Bijbelse encyclopedie

Prof. dr. F.W. Grosheide (1950)

Gepubliceerd op 17-04-2025

HAAR

betekenis & definitie

Bij de Israëlieten was het over het algemeen de gewoonte om het hoofdh. lang te laten groeien. Wel zal de h.dracht aan mode onderhevig geweest zijn, waarbij in de voorname kringen vooral buitenlandse invloeden zich gelden lieten.

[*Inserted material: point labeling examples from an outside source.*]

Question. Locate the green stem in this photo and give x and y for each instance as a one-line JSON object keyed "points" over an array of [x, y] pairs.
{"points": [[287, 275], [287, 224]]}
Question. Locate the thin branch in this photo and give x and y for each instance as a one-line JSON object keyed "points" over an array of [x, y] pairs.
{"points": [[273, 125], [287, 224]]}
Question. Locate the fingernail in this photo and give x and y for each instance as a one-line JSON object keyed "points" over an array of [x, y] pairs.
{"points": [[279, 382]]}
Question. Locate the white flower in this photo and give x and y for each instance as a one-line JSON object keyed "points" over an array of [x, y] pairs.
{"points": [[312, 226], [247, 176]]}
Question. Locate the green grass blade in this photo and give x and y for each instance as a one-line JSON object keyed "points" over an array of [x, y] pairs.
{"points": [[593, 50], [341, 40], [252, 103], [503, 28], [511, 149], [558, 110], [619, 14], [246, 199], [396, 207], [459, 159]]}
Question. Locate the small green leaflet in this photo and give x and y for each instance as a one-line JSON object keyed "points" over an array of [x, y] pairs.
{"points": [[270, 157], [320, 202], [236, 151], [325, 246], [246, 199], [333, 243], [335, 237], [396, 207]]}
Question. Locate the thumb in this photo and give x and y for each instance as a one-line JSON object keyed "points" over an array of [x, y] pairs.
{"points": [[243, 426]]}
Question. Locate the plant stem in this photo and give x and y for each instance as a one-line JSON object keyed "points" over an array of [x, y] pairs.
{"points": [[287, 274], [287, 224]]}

Toch dragen de Israëlieten ten tijde van Jehu volgens de Assyrische afbeeldingen lang hoofdh. en lange baarden. Doch in Lachis zijn afbeeldingen gevonden van Judeërs met kort geschoren hoofdh. en korte baard. Toch is de algemene regel wel geweest, dat men het hoofdh. lang moest dragen; zie Ez. 8 : 3. Elisa werd om zijn kaalhoofdigheid bespot, 2 Kon. 2 : 23. Absalom, die zeer schoon genoemd wordt, liet zijn hoofdh. aan het einde van elk jaar afscheren, omdat het hem te zwaar werd. Dan liet hij het wegen: 200 sikkels, naar het koninklijk gewicht, dat is meer dan 3 kg. Men vermoedt echter, dat dit gewicht veel te hoog is opgegeven; zie 2 Sam. 14 : 26.Het behoorde tot de Nazireërsgelofte, dat men het hoofdh. niet schoor; zie Nazireër. Ez. 5 : 1 wordt gesproken over het scheermes van een barbier. Ook de Assyriërs en de Babyloniërs waren gewoon, hoofdh. en baard lang te dragen. De Egyptenaren hadden over het algemeen gladgeschoren gezichten, de Egyptische priesters zelfs kaalgeschoren hoofden. De voorname vrouwen van Jeruzalem worden door de profeet Jesaja bedreigd met de oordeelsprofetie, dat er in plaats van h.vlechten kaalheid zal zijn, Jes. 3 : 24, vgl. Jer. 7 : 29. Jes. 3 : 18 worden genoemd voorhoofdsbanden, vs 23 hoofdtooisels. Men zalfde zich het h. met olie en reukwater, Ps. 23 : 5. In latere tijd strooiden de vrouwen zich goudstof op het h. In de Oudheid werd het h. niet geknipt met een schaar, doch geschoren met een mes. In Lev. 10 : 6 wordt door Mozes na de dood van Nadab en Abihu aan Aäron, Eleazar en Ithamar verboden, om hun hoofdh. los te laten hangen en hun klederen te scheuren. Dit los laten hangen van het hoofdh. was een teken van rouw, evenals het scheuren van de klederen, vgl. Lev. 13 : 45; 21 : 10. Lev. 19 : 27 wordt tot alle Israëlieten gezegd; „Gij zult de rand van uw hoofdh. niet rond afscheren en gij zult niet de rand van uw baard afsnijden”. Zie Baard. Maar behalve aan rouwgewoonten, waarop in vs 28 gewezen wordt, kunnen wij tevens denken aan de gewoonte van veel heidenen, om h.offers te brengen in de dienst ter ere van hun goden. De Arabieren b.v. schoren hun hoofdh. rondom weg en lieten slechts wat h. in het midden staan. Ook op afbeeldingen van Hethieten laat zich iets dergelijks constateren. Een zinspeling op dergelijke gewoonten hebben wij in Jer. 9 : 26; 25 ; 2349 : 32.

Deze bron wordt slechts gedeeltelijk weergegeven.